Review Summary: A conservative yet fruitful sidestep.
It'd be interesting to know how Little Comets feel about their current situation. Now reasonably respected with a nationwide UK following, the Newcastle-based trio have nevertheless experienced their fair share of setbacks - an ill-fated stint on Columbia Records being chief among them. Upon signing the contract in 2008, their young imaginations must have been rife with promises of sales and exposure, so the fact the major label severed ties before they'd even got around to releasing a record must have come as a brutal kick in the nads. In the words of singer Rob Coles, they "just didn't sound enough like Ke$ha," but while the episode left a sour taste there was silver a silver lining in that it left the group with a measure of self-control they were otherwise deprived of.

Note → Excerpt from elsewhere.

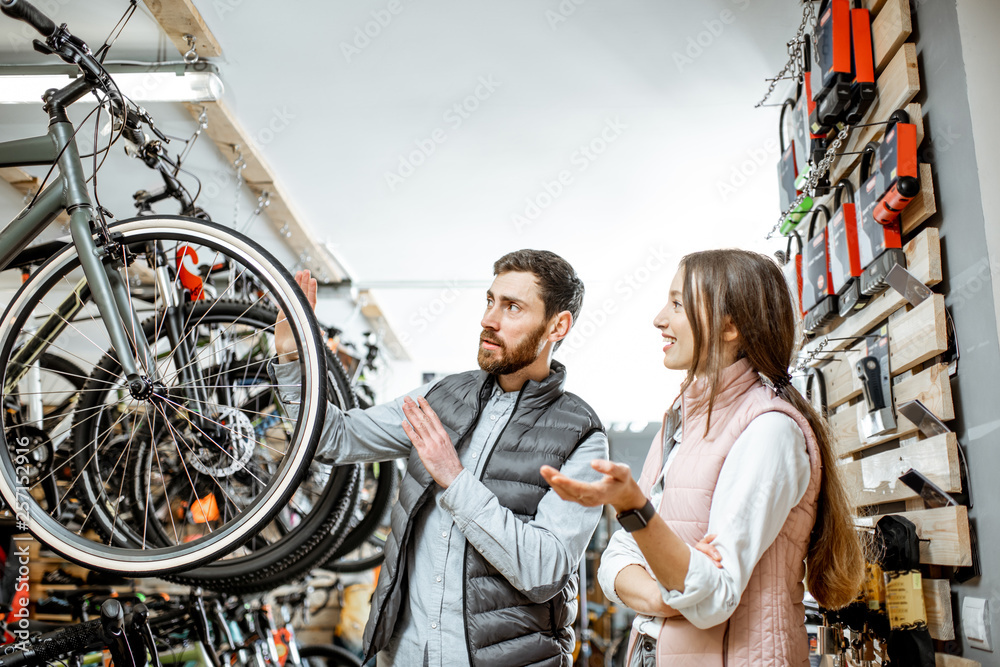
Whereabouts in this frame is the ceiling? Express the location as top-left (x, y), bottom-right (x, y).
top-left (0, 0), bottom-right (803, 423)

That much was evident once In Search Of Elusive Little Comets
finally did surface. Brimming with effervescence and youthful exuberance, it was a debut which lent a vital shot in the arm to a floundering indie pop scene, boasting both intelligence and creativity atop some of the most addictive tunes the genre's produced in many a year. Although only a moderate success commercially, it was a record which granted its makers a degree of comfort, to the point they've chosen to stick rather than twist with regards to its follow-up. It hardly makes for a daring or adventurous return, but thankfully Life Is Elsewhere
offers just about enough to vindicate that stance. In essence, it's the sound of a band who're perfectly happy in its own skin, knowledgeable of its strengths and in all but complete control of its own destiny. There may be nothing here which matches the calibre of "Joanna" or "One Night In October," but these tracks still bubble with the same intrinsic hooks, pots 'n' pans percussion and excitable quirks behind past excellence - none of which show any signs of wearing thin.

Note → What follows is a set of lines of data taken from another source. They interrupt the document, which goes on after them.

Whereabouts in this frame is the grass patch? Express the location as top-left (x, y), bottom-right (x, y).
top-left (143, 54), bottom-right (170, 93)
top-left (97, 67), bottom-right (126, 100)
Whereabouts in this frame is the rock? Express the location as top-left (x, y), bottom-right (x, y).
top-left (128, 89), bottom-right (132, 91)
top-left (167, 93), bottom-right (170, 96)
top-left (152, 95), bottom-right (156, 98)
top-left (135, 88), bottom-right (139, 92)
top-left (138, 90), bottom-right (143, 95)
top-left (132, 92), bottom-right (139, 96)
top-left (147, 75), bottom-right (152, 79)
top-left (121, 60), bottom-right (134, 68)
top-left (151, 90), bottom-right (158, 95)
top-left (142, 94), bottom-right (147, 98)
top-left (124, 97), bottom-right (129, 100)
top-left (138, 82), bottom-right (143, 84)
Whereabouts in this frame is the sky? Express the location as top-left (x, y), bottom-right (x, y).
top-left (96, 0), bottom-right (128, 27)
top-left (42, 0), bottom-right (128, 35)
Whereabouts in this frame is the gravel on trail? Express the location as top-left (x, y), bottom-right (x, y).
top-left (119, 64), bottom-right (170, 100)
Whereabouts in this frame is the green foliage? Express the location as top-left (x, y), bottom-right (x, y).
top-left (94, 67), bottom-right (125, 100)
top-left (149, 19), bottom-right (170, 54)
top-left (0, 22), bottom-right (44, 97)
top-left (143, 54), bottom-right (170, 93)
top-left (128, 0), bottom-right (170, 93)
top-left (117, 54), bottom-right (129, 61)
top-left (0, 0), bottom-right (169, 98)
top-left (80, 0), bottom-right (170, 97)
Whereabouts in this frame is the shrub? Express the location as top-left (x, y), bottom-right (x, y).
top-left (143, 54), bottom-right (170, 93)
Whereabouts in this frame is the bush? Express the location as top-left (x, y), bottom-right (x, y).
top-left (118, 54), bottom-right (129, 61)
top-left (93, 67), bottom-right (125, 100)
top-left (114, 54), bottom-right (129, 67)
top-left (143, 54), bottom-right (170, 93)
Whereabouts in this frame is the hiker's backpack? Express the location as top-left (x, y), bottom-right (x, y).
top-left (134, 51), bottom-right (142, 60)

The only real misgiving is the best tracks tend to be those we're already familiar with. "Worry" and "Waiting In The Shadows In The Dead Of Night" (both of which appeared on last year's EP bearing the formers name) for instance conduct themselves with a confidence and swagger which seems almost effortless, their chiming guitars and deal-clinching choruses perfectly in tune with fan's needs and desires. The flip side is "Violence Out Tonight," a song originally featured on May's Jennifer And Other Short Stories
EP which bears fleeting yet unmistakable signs of a will to progress. Sporting an uncharacteristically grim narrative concerning rape and deceit, it's a stark and welcome contrast to the record's otherwise perennially upbeat manner, and suggests they may in fact be withholding a wealth of hidden talents.
Life Is Elsewhere
is far from perfect. It does indeed house a handful of cuts you sense wouldn't have made it onto its predecessor, but whilst slightly inferior overall it's still a work of remarkable charm and delight. "Violence Out Tonight" aside, it reveals nothing we didn't already know about Little Comets, but as much as that could become an issue on future releases it remains, for now, a mere observation. What's most important is this young band have found a successful means to operate on their own terms, and although not life-changing the results are proving rather fruitful.